Zimbabwe’s main mobile networks – Econet Wireless, NetOne Cellular and Telecel Zimbabwe – have the 14th, 13th and 10th cheapest mobile data tariffs respectively among their main mobile network operator peers in Africa, Asia and Europe, according to a recent survey comparing mobile data pricing across nearly 30 key data markets.
The survey found that in Africa, Econet Wireless Zimbabwe, NetOne Cellular and Telecel Zimbabwe’s mobile data tariffs per 1GB ranked 8th, 7th and 5th lowest, behind the Nigerian operators Glo Mobile, Airtel Nigeria, MTN Nigeria and 9 Mobile which had the lowest data charges among the sample of 17 African operators.
Most significantly, the survey showed that in USD terms, Zimbabwean data prices were lower than those of neighbouring South Africa’s mobile networks Vodacom, MTN South Africa, CellC and Telkom SA.
For example, the survey revealed that where 1GB of Econet data costs about US$4.50, while MTN South Africa’s comparable data bundle costs $6.75.
The survey further showed that Zimbabwe’s mobile data tariffs were lower than those of Malawi mobile operators Airtel and TNM.
The findings of the survey could be of significance to operators and customers alike in Zimbabwe, albeit for different reasons.
For operators in Zimbabwe, the comparison in regional and international data pricing reveals a drastic erosion in margins – in USD terms – at a time when the price of data has remained the same in an industry whose pricing is regulated.
This is particularly telling, given that the government in its recent Monetary Policy Statement announced a devaluation and floating of the local RTGS dollar to the US dollar to a rate of 1USD to 2.5 RTGS dollar, and also recently increased the fuel pump price by about 300 percent – from $1,32 to $3,31 per litter for petrol, and from $1,25 to $3,11 per litre for diesel.
The mobile data price comparison also comes at a time when, besides fuel, the prices of basic food stuffs such as bread, meat and beverages, as well as essential services such as drugs, medical aid and schools fees have gone up, meaning that the bottom line for local operators, after accounting for costs, has already come under pressure.

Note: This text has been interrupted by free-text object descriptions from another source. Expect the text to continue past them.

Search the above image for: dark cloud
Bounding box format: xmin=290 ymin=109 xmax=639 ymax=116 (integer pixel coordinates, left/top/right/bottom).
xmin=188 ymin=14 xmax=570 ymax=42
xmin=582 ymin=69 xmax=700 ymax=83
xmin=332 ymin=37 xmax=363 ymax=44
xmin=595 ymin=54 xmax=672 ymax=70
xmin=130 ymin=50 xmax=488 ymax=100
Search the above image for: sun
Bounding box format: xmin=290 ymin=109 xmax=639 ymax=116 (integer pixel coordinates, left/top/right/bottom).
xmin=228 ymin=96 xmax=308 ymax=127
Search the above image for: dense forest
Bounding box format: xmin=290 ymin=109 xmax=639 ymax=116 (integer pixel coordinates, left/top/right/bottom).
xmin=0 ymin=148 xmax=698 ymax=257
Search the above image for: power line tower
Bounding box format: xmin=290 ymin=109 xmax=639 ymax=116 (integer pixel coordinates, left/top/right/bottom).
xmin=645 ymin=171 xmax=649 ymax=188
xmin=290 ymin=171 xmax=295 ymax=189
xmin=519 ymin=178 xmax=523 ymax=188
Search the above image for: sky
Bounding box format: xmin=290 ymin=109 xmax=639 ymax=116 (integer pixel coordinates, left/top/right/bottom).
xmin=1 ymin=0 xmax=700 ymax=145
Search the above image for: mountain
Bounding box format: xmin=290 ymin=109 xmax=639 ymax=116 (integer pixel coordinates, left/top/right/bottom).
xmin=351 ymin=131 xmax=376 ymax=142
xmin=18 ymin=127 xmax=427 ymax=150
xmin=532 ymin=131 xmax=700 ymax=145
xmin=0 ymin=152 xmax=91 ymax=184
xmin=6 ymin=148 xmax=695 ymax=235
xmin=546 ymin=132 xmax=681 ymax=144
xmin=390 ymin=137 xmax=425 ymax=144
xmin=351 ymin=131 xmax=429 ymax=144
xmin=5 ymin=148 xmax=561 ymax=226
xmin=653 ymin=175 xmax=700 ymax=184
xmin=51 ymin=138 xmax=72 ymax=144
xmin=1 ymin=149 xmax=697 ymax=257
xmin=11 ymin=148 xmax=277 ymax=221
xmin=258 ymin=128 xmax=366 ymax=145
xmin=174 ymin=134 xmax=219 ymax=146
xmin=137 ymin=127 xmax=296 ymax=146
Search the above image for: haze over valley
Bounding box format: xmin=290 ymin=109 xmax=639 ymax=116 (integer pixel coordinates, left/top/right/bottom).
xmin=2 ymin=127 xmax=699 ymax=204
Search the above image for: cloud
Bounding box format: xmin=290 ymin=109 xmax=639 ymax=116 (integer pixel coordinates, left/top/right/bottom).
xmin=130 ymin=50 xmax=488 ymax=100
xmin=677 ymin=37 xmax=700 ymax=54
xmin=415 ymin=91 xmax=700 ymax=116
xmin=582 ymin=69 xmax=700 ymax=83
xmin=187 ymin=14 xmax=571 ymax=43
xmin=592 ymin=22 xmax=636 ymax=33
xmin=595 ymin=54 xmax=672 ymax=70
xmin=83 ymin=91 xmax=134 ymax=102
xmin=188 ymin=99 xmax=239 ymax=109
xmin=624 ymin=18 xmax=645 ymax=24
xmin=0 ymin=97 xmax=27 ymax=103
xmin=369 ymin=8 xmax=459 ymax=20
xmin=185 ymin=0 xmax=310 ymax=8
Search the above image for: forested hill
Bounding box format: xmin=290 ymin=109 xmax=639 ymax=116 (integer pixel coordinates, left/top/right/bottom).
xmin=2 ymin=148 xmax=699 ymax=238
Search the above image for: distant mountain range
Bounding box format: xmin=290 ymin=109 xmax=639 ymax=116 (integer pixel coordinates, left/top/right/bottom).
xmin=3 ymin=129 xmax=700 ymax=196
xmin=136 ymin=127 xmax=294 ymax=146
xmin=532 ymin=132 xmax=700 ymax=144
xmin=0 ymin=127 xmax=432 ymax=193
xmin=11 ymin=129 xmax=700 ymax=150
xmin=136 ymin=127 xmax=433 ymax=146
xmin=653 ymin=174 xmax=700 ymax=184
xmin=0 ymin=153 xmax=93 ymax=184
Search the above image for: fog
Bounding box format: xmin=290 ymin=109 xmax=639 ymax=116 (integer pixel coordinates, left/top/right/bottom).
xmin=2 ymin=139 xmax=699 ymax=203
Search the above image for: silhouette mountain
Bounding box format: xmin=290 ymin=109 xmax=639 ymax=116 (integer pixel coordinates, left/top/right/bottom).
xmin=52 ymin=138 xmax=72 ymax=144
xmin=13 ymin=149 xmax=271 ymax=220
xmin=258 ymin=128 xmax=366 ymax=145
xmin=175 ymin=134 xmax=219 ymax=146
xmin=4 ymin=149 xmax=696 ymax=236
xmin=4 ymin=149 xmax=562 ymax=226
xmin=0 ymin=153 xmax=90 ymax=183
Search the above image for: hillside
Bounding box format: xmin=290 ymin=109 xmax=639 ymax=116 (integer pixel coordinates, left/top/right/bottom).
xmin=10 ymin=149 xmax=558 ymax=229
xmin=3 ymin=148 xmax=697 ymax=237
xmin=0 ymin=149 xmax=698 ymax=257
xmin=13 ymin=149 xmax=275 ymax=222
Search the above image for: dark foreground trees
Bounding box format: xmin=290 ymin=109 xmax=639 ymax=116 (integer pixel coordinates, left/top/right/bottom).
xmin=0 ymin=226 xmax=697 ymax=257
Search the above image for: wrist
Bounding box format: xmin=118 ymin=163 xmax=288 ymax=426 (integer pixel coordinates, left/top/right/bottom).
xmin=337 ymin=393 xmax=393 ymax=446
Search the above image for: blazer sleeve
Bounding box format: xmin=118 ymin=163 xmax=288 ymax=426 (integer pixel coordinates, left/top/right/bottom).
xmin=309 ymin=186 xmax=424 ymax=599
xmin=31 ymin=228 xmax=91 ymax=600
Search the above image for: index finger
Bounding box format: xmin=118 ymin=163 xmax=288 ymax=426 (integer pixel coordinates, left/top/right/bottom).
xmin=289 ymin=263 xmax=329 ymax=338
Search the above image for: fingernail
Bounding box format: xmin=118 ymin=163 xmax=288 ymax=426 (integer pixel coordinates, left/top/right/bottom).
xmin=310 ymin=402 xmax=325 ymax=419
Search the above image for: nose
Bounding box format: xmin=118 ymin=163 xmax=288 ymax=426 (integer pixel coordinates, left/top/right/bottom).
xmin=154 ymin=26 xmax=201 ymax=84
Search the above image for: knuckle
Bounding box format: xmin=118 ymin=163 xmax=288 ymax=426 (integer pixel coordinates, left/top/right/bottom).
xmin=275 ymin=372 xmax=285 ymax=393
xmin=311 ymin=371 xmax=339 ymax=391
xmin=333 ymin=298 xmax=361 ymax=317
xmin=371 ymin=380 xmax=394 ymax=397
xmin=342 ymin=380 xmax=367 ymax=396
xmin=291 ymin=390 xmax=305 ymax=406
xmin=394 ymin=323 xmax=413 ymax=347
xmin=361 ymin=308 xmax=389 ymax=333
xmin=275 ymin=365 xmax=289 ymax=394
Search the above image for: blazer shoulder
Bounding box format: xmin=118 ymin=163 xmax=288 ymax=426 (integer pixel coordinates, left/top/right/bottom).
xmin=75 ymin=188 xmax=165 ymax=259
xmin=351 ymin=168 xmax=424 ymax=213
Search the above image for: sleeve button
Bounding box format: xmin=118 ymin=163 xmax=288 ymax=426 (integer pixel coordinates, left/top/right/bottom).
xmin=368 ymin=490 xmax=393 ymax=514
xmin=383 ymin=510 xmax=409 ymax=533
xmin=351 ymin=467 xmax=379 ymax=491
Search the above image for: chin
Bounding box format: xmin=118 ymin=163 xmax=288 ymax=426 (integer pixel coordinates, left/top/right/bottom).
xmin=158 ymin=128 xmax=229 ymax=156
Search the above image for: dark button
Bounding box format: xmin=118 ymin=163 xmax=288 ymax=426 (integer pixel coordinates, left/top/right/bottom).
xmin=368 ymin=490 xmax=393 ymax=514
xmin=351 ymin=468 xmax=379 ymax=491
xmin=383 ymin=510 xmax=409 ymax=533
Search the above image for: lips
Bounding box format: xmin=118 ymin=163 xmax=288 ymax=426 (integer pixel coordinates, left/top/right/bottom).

The cost of importing goods and services also recently went up nearly three fold, which the recent announcement of a hiking in duty. The increase in import duty will severely impair mobile and telco operators’ ability to import vital network equipment and to settle their software licence fees to international suppliers, that charge in US dollars.
The data pricing comparison therefore shows that Zimbabwean operators, who like mobile networks around the world procure the bulk of their network equipment in hard currency from European and Asian ‘vendors’ such as Ericsson, Huawei and ZTE are going to face an uphill task to remain viable without increasing their tariffs while facing difficulties in sourcing the foreign currency in the first place.
Using the Old Mutual Implied Rate (OMIR) to compare local tariffs with those of major data markets, the survey shows that Zimbabwe’s mobile data tariffs, that were once thought to be on the high side, are in fact comparatively very low.
The OMIR is a comparison of the share price of insurer Old Mutual’s listed stock on the London Stock Exchange and Zimbabwe Stock Exchange. Though only indicative, it is widely accepted as reliable measure or gauge of Zimbabwean currency’s exchange rate against the USD.
The study portents the inevitability of a tariff increase very soon, if operators are to maintain their viability and ensure the industry continues to offer essential telecoms and data services.